First, Fiji Water is owned by the Los Angeles-based Wonderful Company, a $4 billion food conglomerate with thousands of American employees. A quick search of the company’s job-listings shows several California-based openings with Fiji Water, in areas like marketing, sales, supply chain management, and transportation. Thus, every bottle of Fiji Water imported—each adding to that big-and-supposedly-bad trade deficit—supports American jobs along with Fijian ones. Every dollar earned from sales of Fiji Water goes not only to those workers but to the American owners of the company (and to the U.S. and Fijian economies more broadly).
And those are only the direct benefits. As with all imported retail goods, U.S. sales of Fiji Water support tens of thousands of American employees (and American companies) who work every day to get that water from a ship in the Pacific Ocean to the president’s lips. Transportation, wholesale trade, and retail sales—there’s an entire ecosystem built up around imports and the global trading system.
Second, some quick research reveals that each bottle of Fiji Water is itself part of a pretty complex global supply chain. The bottles are made in Fiji (along with the water, of course) from plastic pellets produced in Thailand; the caps are made in Taiwan; the labels and shrinkwrap are made in New Zealand and Australia; the cardboard shipping pallets are made in the South Pacific. Thus each bottle of Fiji Water has value added from all over the world, not just Fiji—an important fact totally hidden in a statement of gross trade balance, which treats a good or service as if it were wholly produced in the listed country of origin. These supply-chain complexities are why groups like the World Trade Organization have created databases that track actual trade in value-added and a big reason no serious trade expert looks to gross balances to assess a trading relationship.

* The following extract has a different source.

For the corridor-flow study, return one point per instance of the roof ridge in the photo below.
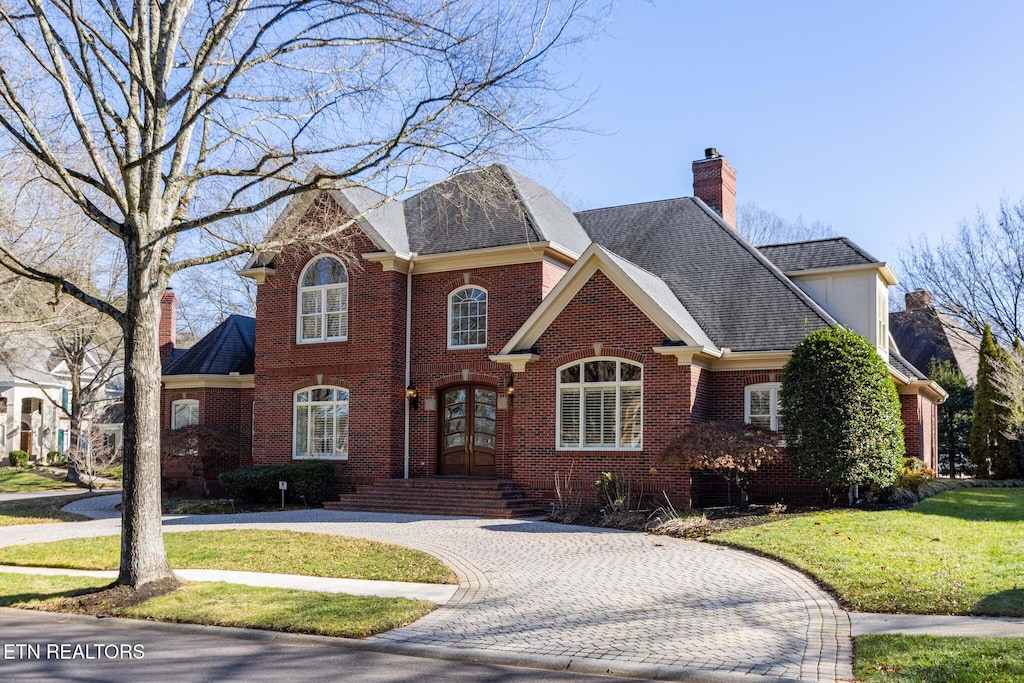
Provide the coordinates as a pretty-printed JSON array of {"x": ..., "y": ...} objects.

Such a dynamic is common in today’s complex global economy. One famous study of the iPhone found that while each device imported into the United States from China accounted for around $300 of our trade deficit, Chinese suppliers earned only about $10 from the item’s production and shipment. California-based Apple and its domestic affiliates, meanwhile, receive hundreds of dollars from an iPhone’s final U.S. sale (for things like design, marketing, retail sales, and even some manufacturing). President Trump’s trade team misses all this and instead treats trade balances like a scoreboard and imports like the other team’s points.

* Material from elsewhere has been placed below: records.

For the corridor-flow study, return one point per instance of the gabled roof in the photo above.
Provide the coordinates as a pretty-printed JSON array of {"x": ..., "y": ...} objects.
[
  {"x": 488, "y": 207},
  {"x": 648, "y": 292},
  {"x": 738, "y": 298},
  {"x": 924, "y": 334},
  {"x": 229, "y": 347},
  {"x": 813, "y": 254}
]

So a simple bottle of Fiji Water isn’t just a small addition to an ever-growing list of silly presidential moments; it actually shows how imports can benefit U.S. consumers and workers, how global trade is win-win, how the U.S. trade balance with Fiji or any other country is an almost worthless barometer for assessing economic policies, and how dangerously incorrect the president’s views on trade are. Political journalists who neither study nor make U.S. trade policy can be forgiven for missing these basic economic realities. The White House, on the other hand, has no excuse.
Scott Lincicome is an international trade attorney, adjunct scholar with the Cato Institute, and visiting lecturer at Duke University. The views expressed are his own.